Ever since the first industrial revolution, industry has been an engine for society. The first revolution brought economies around the world out of agriculture and handcrafts, into the world of machines. While farming and handmade goods still form a large part of today’s economy, they are nonetheless affected by the use of machines. During the second revolution, manufacturers began to experiment with more synthetic materials and machines evolved to play an even more important role in industry, while the key features of the third industrial evolution were electronic devices and information technology system. This led to the rapid change from analog to more digital systems in manufacturing plants. Nicknamed as smart manufacturing, the 4th industrial revolution features cyber-physical systems.
Innovation shows no signs of slowing down.
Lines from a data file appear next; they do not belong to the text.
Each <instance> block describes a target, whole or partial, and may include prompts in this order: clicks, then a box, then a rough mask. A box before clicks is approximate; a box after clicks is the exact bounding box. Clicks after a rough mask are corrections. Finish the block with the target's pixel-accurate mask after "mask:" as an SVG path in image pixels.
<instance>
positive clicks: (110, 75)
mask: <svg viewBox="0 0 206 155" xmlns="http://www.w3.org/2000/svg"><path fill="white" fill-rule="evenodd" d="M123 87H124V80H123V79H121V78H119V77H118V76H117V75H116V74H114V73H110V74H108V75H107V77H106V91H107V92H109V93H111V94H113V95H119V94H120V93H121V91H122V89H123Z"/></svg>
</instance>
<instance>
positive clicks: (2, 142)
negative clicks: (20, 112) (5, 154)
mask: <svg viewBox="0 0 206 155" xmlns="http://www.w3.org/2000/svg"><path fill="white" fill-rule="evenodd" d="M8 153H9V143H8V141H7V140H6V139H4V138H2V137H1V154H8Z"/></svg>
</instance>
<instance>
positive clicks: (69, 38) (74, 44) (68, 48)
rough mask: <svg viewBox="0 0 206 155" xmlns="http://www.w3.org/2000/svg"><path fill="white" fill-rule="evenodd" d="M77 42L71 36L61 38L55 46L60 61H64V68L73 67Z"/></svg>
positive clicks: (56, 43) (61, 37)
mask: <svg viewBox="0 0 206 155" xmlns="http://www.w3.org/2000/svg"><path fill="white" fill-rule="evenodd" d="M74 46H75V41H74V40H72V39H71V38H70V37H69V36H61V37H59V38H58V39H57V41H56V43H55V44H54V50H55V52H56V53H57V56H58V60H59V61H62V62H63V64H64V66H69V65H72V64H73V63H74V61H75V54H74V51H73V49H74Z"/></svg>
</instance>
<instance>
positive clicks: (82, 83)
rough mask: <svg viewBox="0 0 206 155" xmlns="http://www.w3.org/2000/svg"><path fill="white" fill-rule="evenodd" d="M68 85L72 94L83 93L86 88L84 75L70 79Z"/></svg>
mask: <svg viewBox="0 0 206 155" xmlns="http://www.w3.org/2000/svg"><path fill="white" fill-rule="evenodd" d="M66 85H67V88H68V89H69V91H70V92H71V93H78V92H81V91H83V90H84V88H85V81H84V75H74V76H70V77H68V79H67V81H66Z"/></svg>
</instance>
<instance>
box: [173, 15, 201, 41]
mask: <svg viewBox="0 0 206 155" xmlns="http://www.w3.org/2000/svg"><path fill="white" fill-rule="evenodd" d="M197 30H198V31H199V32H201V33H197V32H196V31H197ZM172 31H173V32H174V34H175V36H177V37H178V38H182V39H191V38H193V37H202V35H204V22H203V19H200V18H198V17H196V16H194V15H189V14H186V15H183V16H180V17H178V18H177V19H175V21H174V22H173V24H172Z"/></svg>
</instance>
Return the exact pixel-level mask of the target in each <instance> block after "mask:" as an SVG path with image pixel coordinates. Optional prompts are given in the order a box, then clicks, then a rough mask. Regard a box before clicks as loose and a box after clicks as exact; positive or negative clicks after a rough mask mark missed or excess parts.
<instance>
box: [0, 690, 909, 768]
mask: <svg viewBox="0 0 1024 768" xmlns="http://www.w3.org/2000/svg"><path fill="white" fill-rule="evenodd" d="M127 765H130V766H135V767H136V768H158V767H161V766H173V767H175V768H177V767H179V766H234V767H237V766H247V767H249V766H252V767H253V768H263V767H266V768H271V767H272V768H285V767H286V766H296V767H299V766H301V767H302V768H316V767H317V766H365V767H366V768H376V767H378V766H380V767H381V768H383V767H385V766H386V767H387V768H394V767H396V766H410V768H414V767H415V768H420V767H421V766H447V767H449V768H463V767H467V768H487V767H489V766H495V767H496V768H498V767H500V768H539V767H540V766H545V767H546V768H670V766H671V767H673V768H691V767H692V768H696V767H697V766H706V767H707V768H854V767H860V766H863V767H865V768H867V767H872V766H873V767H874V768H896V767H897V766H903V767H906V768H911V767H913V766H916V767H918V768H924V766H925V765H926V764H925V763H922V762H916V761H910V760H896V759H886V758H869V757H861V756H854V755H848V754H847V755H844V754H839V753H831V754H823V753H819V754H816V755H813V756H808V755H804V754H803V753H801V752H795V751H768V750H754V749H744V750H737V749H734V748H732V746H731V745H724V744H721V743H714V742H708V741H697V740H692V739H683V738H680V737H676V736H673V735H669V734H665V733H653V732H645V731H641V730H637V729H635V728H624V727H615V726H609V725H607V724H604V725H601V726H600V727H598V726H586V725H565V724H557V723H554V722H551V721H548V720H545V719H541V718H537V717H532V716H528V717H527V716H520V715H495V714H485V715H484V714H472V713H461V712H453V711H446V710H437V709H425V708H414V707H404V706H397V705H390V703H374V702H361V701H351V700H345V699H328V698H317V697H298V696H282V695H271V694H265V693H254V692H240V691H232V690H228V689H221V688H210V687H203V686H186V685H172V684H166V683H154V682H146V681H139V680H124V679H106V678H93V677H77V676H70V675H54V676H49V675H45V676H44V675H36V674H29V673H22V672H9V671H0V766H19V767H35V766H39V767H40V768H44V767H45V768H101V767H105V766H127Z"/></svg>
Industries continuously needs to innovate to stay competitive. Now more than ever, we need to invest in the future, to overcome the economic challenges posed by the coronavirus crisis, and to establish a "new normal" with a more competitive, more sustainable and greener industries.

However, more is needed. The next revolution, the so-called “Industry 5.0”, recognizes more the power of
industry to achieve societal goals beyond jobs and growth, to become a resilient provider of prosperity, by
making production respect the boundaries of our planet and placing the wellbeing of the industry worker at the centre of the production process. The presentation will address the key technologies towards Industry 5.0 with some case examples supporting the new paradigm.